Entre os direitos e garantias fundamentais da criança e do adolescente, elenca, entre outros, o de receber prioridade absoluta, além daqueles específicos para as vítimas ou testemunhas de crime, como: receber tratamento digno e abrangente; ter a intimidade e as condições pessoais protegidas; ser ouvido e expressar seus desejos e opiniões, assim como permanecer em silêncio; receber assistência qualificada; ser resguardado e protegido de sofrimento.
Escuta qualificada – A nova lei regula a escuta especializada (entrevista sobre situação de violência com criança ou adolescente perante órgão da rede de proteção) e o depoimento especial (oitiva de criança ou adolescente vítima ou testemunha de violência perante autoridade policial ou judiciária). Tais procedimentos deverão garantir, entre outros pontos, que a criança e o adolescente vítima ou testemunha de violência sejam ouvidos em local apropriado e acolhedor, com infraestrutura e espaços físicos que garantam sua privacidade. Além disso, eles não deverão ter contato, nem mesmo visual, com o acusado. De acordo com o texto legal, tanto a escuta especializada quanto o depoimento especial passam a ser considerados igualmente válidos como instrumentos de coleta de provas.

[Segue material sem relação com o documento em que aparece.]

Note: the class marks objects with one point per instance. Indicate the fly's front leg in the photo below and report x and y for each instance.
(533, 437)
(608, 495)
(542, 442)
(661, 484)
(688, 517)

Ainda fica estabelecida, pelo novo texto legal, a obrigatoriedade da instituição de parcerias e de integração operacional entre os órgãos de saúde, assistência social, educação, segurança pública e Justiça para a escuta qualificada de crianças e adolescentes, assim como para seu atendimento na esfera de proteção, para se evitar a chamada revitimização, ou seja, fazer com que a vítima reviva o episódio de violência, de modo a sentir de novo a dor que lhe foi causada. Para que isso não aconteça, deve-se evitar a tomada desnecessária de depoimentos (por exemplo, quando as provas puderem ser obtidas por outros meios) ou, quando for necessário, fazê-lo por meio de profissionais especializados que saberão conduzir a conversa com a criança ou adolescente de modo a não reviver a dor.
Após a entrada em vigor da Lei 13.431 (dia 5 de abril de 2018), os Estados e municípios terão 180 dias para estabelecer normas sobre o sistema de garantia de direitos da criança e do adolescente vítima ou testemunha de violência. Várias das providências agora definidas na lei já vinham sendo recomendadas pelo Ministério Público do Paraná, por meio do Centro de Apoio Operacional das Promotorias de Justiça da Criança e do Adolescente e da Educação (que emitiu ofício circular sobre a nova lei, com links para materiais de apoio), e por especialistas na matéria. A Comissão Permanente da Infância e da Juventude (Copeij) do Grupo Nacional de Direitos Humanos do Conselho Nacional de Procuradores-Gerais de Justiça, inclusive, já havia expedido nota técnica sobre o tema, que pode ser vista aqui.